Воспоминания о соученике и друге Евгении Шварце

Много лет прошло с того времени, когда жизнь столкнула меня с Женей Шварцем. Конечно, многое я забыл, но и многое навечно врезалось в мою память. Вот это я и постараюсь сейчас выявить.

Не надо ожидать от меня систематического идейного очерка — я намерен просто записать все, что удастся вспомнить: окружающую нас обстановку, людей, нашу жизнь, ученье, шалости и проказы, горести и радости, и если из этой смеси кому-либо посчастливится выудить что-либо значительное, важное, интересное для понимания образа Жени, то этот мой труд станет каким-то вкладом в воспоминания о годах юности писателя Евгения Львовича Шварца — Жени Шварца — моего соученика и незабываемого друга моей юности.

В 1910 году мой отец Иосиф Эрастович Агарков был переведен из Дагестана в Майкоп начальником Шоссейной дистанции.

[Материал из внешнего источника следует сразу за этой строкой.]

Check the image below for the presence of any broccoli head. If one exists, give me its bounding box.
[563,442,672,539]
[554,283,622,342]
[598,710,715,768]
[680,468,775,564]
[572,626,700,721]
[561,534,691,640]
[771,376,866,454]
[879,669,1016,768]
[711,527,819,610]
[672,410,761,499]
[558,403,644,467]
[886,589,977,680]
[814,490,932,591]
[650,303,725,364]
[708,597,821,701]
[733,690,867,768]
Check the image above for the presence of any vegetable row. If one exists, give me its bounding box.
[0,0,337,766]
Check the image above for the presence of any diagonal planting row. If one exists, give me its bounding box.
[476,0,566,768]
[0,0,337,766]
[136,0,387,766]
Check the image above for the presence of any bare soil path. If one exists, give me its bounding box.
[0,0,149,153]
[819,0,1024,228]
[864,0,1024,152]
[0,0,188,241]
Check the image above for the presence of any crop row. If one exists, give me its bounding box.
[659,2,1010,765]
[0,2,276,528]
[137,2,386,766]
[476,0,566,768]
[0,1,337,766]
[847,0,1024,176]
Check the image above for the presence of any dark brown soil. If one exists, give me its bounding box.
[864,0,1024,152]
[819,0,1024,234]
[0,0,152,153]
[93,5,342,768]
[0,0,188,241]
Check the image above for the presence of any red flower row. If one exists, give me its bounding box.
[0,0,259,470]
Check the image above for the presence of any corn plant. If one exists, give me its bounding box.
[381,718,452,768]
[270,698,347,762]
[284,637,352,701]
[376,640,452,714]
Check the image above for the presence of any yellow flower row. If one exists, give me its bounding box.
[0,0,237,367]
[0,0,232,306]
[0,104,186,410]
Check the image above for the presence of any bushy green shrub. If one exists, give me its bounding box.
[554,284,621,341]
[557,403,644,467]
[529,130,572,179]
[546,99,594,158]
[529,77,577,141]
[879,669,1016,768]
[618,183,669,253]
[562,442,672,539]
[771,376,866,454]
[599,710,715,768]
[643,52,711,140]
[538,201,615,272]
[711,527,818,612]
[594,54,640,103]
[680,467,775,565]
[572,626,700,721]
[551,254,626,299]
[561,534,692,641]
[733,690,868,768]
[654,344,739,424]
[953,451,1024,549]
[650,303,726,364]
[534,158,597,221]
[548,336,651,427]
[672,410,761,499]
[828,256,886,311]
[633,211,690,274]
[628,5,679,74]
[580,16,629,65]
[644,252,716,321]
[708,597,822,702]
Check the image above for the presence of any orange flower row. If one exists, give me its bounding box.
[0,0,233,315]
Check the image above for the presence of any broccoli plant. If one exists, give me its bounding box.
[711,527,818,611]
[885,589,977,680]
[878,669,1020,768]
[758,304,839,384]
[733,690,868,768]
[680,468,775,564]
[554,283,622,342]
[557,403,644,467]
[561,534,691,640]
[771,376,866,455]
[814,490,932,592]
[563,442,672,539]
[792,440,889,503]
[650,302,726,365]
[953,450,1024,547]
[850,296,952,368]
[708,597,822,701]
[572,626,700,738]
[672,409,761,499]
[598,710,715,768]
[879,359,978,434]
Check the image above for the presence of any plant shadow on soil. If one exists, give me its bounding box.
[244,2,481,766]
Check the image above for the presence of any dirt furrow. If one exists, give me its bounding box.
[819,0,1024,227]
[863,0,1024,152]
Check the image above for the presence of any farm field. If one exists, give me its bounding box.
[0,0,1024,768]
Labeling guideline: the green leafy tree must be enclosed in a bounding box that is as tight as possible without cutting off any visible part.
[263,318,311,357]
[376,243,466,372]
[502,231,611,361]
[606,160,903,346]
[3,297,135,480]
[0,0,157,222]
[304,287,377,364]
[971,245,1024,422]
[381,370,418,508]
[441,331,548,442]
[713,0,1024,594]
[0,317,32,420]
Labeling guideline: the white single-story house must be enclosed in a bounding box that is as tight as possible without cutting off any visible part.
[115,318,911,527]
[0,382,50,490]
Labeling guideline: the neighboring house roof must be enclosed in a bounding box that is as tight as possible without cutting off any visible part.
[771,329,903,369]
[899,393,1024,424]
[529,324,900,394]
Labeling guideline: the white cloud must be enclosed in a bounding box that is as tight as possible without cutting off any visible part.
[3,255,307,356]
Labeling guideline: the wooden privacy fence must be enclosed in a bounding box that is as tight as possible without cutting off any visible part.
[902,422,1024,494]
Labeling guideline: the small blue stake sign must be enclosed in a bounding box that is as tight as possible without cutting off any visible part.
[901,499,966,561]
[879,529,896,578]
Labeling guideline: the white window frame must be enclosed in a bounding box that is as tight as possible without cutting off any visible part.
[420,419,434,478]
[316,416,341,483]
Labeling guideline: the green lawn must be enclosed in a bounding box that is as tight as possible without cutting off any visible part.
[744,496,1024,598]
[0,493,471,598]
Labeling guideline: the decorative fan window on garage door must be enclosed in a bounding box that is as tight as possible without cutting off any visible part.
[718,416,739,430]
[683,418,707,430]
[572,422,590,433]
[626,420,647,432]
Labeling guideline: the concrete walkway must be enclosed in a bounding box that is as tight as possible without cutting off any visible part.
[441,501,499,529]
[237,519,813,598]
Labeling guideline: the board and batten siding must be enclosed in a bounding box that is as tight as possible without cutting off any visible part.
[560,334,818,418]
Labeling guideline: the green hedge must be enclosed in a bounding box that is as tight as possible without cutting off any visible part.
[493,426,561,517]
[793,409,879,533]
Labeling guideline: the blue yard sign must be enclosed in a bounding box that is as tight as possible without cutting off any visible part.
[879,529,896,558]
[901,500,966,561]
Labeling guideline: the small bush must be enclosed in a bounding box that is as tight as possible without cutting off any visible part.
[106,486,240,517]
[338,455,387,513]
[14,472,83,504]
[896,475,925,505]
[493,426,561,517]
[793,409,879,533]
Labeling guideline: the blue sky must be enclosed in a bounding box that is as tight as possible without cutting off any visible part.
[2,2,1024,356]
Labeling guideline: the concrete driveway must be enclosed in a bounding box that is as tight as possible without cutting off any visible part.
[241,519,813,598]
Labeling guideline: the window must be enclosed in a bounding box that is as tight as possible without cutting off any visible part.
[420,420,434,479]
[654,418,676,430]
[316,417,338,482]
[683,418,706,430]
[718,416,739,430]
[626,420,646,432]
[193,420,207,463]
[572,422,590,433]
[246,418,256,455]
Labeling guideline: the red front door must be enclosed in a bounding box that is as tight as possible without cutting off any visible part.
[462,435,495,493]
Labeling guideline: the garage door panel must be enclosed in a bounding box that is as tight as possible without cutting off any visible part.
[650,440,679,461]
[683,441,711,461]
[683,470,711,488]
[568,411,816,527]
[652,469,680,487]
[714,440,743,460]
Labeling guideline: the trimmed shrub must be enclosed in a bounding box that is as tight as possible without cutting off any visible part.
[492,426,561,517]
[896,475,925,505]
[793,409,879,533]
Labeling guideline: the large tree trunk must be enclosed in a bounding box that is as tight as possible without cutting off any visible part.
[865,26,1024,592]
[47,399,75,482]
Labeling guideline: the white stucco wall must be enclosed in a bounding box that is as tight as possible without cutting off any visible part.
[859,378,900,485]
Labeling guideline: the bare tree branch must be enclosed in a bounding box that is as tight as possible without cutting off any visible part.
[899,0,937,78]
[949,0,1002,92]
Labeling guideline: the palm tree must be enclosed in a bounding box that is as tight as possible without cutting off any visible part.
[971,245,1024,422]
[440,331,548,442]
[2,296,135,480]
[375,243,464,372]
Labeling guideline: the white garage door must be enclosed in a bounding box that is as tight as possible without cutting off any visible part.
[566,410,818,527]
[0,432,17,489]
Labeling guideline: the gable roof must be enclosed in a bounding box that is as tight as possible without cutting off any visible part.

Я должен был перейти из Темир-Хан-Шуринского (1) реального училища в Майкопское, куда с началом учебного года вступил в 5-й класс.

В классе новичка встретили не весьма приветливо. Мне говорили колкости, пытались поддразнивать. (Я, впрочем, в долгу не оставался и давал понять, что лучше меня не трогать, — я хорошо знал джиу-джитцу). Но в классе оказалось несколько учеников, которые демонстративно выказывали мне доброжелательство (Жора Истаматов, Женя Гурский, Ваня Морозов и Женя Шварц), и однажды Женя Шварц стукнул кулаком по парте и выдал маленькую обвинительную речь о хамстве. Его поддержали Ваня Морозов и Женя Гурский, и неприязнь ко мне исчезла, меня фактически «приняли в общество». С этого момента мы с Женей Шварцем стали сперва приятелями, а скоро и большими друзьями.

Наша семья жила на краю города в большом ведомства путей сообщения доме на крутом берегу реки Белой. Этот дом полагался моему отцу как квартира. Он был окружен громадным садом — место было приветливое и немного романтичное. Отец любил молодежь и всегда приветливо встречал навещавших меня товарищей (а их бывало на мой день рождения до 40 человек — половина моих друзей и половина гимназисток, подруг сестры). Были у нас и особенно привлекательные обстоятельства, кроме природы, реки, казенной лодки, купанья и велосипеда; папа устраивал для нас соревнования в стрельбе из револьвера, прогулки за город (стоило только перейти мост через р. Белую), а зимой катанье на коньках или веселые игры. Одним словом, Женя, появившийся у нас однажды, зачастил и получил у своих родителей право когда угодно оставаться у нас с ночевкой, и мы с ним прекрасно проводили время (я имел свою большую комнату).

Нужно сказать, что уроков дома мы почти не учили, т. к. оба чрезвычайно внимательно слушали в классе, что облегчало скуку вынужденного сидения в классе и позволяло не учить уроки дома. Оба мы учились хорошо, с похвальными листами. Я налегал на математику, физику и естествознание. Женя отдавал преимущество литературе и истории. Во время уроков мы в классе не шалили, за исключением французского языка и Закона Божьего, т. к. «француз» (швейцарец) едва говорил по-русски, а кроткий законоучитель не умел вообще поддерживать дисциплину в классе.